Is there a place where anti-corruption policy stops and international politics begins? Andy Spalding — a lawyer and Fulbright scholar who’s a familiar face around here — thinks so. He sent this dispatch from Mumbai, India:
Dear FCPA Blog,
The BAE matter leaves many of us bewildered, struggling to grasp its greater significance. While several FCPA commentators have deemed 2009 “The Year of the Individual,” I wonder if BAE points to another trend that is emerging. . . or rather, re-emerging. Consider:
1. BAE, Saudi Arabia, and Terrorism. The UK’s anti-bribery enforcement was severely obstructed by seemingly unrelated foreign policy objectives. Since when, we may ask, did foreign policy impact FCPA enforcement?
2. Iran and Nuclear Proliferation. Mike Jacobson of the Washington Institute recently suggested that the FCPA might be enforced selectively against companies doing business in Iran, as a form of economic sanctions. I understand that at least some FCPA insiders found Mike’s core idea — selective enforcement of the FCPA to advance foreign policy objectives — not inconceivable.
3. China, Russia, and Political Alliances in the Developing World. Another piece ran earlier this year which demonstrated that as companies subject to the FCPA do less business in heavily bribery-prone countries, the resulting void of foreign capital will be filled by companies from countries that are not enforcing, or have not adopted, anti-bribery laws — so-called “black knights.” Economists predicted that the FCPA specifically would produce this effect, and we are indeed observing it today as China and Russia invest aggressively in Africa, Latin America, Central Asia, and the Middle East without fear of a bribery penalty.

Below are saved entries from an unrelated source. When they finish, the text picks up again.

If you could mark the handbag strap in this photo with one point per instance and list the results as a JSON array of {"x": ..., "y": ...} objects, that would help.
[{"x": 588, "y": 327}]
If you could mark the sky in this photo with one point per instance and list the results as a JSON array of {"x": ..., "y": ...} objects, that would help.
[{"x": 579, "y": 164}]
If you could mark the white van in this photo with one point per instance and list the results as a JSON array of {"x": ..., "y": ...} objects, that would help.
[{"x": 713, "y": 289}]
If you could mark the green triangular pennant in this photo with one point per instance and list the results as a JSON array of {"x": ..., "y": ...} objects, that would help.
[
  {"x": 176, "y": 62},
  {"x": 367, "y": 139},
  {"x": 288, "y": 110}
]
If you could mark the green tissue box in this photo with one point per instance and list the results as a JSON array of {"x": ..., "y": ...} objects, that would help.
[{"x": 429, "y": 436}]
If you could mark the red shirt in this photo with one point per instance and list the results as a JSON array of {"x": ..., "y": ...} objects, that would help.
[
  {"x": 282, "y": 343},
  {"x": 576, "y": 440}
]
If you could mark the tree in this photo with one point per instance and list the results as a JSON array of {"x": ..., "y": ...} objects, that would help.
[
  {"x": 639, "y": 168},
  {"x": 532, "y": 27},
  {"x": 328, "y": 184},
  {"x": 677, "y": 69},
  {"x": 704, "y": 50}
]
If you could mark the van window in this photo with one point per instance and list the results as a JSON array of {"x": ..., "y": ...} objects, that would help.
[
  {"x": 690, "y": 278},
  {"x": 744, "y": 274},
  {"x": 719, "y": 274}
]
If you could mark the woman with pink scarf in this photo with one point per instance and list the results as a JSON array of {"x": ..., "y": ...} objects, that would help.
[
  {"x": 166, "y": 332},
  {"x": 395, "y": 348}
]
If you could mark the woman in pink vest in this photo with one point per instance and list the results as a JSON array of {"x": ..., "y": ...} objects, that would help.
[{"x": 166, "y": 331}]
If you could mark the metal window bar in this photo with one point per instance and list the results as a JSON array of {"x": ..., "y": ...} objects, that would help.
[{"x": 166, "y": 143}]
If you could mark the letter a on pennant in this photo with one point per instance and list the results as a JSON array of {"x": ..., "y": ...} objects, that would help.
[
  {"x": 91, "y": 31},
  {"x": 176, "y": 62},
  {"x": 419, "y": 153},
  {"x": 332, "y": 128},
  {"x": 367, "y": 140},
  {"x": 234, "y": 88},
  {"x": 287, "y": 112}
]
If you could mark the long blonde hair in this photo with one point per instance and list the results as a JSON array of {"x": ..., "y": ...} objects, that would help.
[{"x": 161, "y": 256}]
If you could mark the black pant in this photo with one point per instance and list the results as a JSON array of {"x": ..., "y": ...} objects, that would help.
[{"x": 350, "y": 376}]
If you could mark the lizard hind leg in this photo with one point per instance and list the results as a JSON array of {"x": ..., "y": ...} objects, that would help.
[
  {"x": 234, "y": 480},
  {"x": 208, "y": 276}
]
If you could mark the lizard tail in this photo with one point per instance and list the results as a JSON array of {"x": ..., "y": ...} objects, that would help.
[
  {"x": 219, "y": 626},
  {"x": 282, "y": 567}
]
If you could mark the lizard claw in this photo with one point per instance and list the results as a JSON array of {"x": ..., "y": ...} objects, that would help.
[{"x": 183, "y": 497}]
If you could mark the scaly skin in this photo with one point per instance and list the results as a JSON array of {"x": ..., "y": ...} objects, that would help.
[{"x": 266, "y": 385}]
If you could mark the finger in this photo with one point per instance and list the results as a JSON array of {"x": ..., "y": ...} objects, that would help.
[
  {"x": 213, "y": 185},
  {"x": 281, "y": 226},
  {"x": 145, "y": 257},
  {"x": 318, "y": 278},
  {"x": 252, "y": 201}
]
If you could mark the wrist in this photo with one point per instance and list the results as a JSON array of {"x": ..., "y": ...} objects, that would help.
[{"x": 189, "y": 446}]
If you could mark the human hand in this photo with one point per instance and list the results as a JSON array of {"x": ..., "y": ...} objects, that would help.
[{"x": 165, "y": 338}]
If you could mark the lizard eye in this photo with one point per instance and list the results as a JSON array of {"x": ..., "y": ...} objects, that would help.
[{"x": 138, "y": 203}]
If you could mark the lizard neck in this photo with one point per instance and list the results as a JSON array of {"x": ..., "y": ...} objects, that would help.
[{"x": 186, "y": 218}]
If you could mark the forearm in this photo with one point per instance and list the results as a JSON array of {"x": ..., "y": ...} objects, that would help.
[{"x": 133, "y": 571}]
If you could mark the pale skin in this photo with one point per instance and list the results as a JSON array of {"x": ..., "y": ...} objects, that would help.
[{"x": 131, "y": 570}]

This dynamic is likely to significantly alter international politics for many years to come, though the FCPA community seems loathe to admit it.
4. History is Circular: the Forgotten Cold War Origins of the FCPA. Though we generally think of the FCPA as the product of Watergate, legislative history makes all too clear that the FCPA was also conceived, for better or for worse, as a tool of the Cold War — punishing bribery was deemed essential to maintaining capitalism’s credibility and ultimately spreading liberal democracy to politically unstable countries. This was not a partisan idea, advocated by a mere handful of arch-conservatives; to the contrary, both sides of the aisle readily endorsed it, including vociferous, high-profile critics of the Vietnam War such as George Ball.
With the end of the Cold War, we largely stopped thinking about the FCPA’s foreign policy implications, and were probably happy to do so. But alas, realpolitik has reared its ugly head once again, unlikely to return whence it came. So we’re right back where we started, wrestling with the awkward convergence of anti-bribery laws and international politics. It may not be pleasant, but we should probably get used to it.
As always, other views are welcome.
This is all very valid – after all, as even Marx and Engels wrote, you cannot legislate against market forces. It’s up to shareholders and only shareholders, to demand an end of corrupt practices, it’s not a matter of legislation. But we had the same discussion when it came to anti-trust … State meddling will never cease.